BP energy Jun14aThe annual BP Energy Statistics publication is a treasure trove of information for anyone interested in global energy markets.  One key area is the impact of today’s higher oil prices on consumption growth, as highlighted in the chart:

  • It starts from 1965, and shows consumption growth for oil (red line), gas (blue) and total energy (green)
  • Oil’s growth matched that of gas until the second oil crisis in 1979-85, after a wobble during the 1973-4 crisis
  • Gas continued to grow at a steady rate, but oil never regained the growth lost due to these price rises
  • Since 2005, oil has become steadily less competitive, due to its historically high price

This highlights the very long timelines which operate in the energy markets.  Once capacity has been installed, it tends to continue to operate.  Thus conversion to other forms of energy takes a long time to develop.  As former Shell CEO Peter Voser noted in April 2010, it takes 30 years for a new energy source to gain 1% of global markets:

Thus biofuels is only now reaching its 1% market share, after starting in 1980.  Wind, which began in Denmark and the USA in the mid-1980′s, is also on track to reach 1% by 2015.  Similarly nuclear power took from 1950-80 to become established”.

Producers can therefore be tempted to maximise pricing in the short-term, as there seem to be few immediate consequences.  However, this overlooks the fact that consumers do have choices.  And when they are coming to install new supply, or replacing old supply, they will look back over history when making their decisions.

The US school bus fleet is one market where such change is now taking place.  The Environmental Protection Agency is encouraging school districts to upgrade their fleet, highlighting the health risks for students from older, more polluting diesel vehicles. A Carnegie Mellon University study highlights that:

Taxis, school buses, transit buses and heavy-duty trucks all likely would save money by converting before the end of a vehicle’s lifespan, even when considering the high capital costs of conversion.”

Similarly, ExxonMobil’s Energy Outlook sees gas gaining market share in the US long-haul truck fleet:

Long-haul trucks may favor liquefied natural gas because of its ability to travel up to 750 miles between fill-ups while pulling heavy loads.

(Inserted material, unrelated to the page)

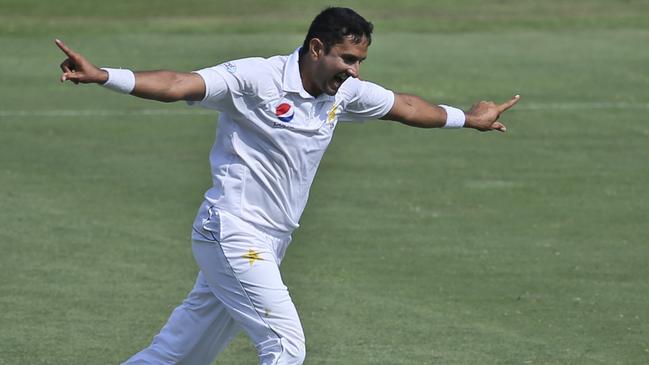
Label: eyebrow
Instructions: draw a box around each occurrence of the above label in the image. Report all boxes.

Fuel cost savings could recoup the higher investment costs ($70k – $90k versus diesel) within about three years.

The past decade’s history of high oil prices is therefore likely to accelerate demand for gas versus oil:

  • Oil demand has only grown around 50% from 61m barrels/day in 1965 to 91mb/day last year
  • Natural gas demand has more than doubled from 129bn cubic feet/day to 320bn cf/day in 2013

Natural gas’s share of the total energy market is thus likely to rise from today.  It already had nearly a quarter of the market in 2013, whilst oil’s share has fallen to around 1/3rd.

Thus BP note,oil is expected to be the slowest growing of the major fuels to 2035“, with growth averaging only 0.8%/year.  Even coal use is expected to grow by 1.1%/year.  Gas, on the other hand “is expected to be the fastest growing of the fossil fuels, with demand rising at 1.9%/year”. 

And these estimates for oil may well turn out to be on the high side, as they do not factor in the impact of aging populations driving less.

All in all, as one major company CEO said to the blog some time ago, “the world thought it would run out of coal, but has ended up leaving most of it in the ground.  The same will probably happen to oil, as gas and renewables capture an increasing proportion of the world’s energy markets”.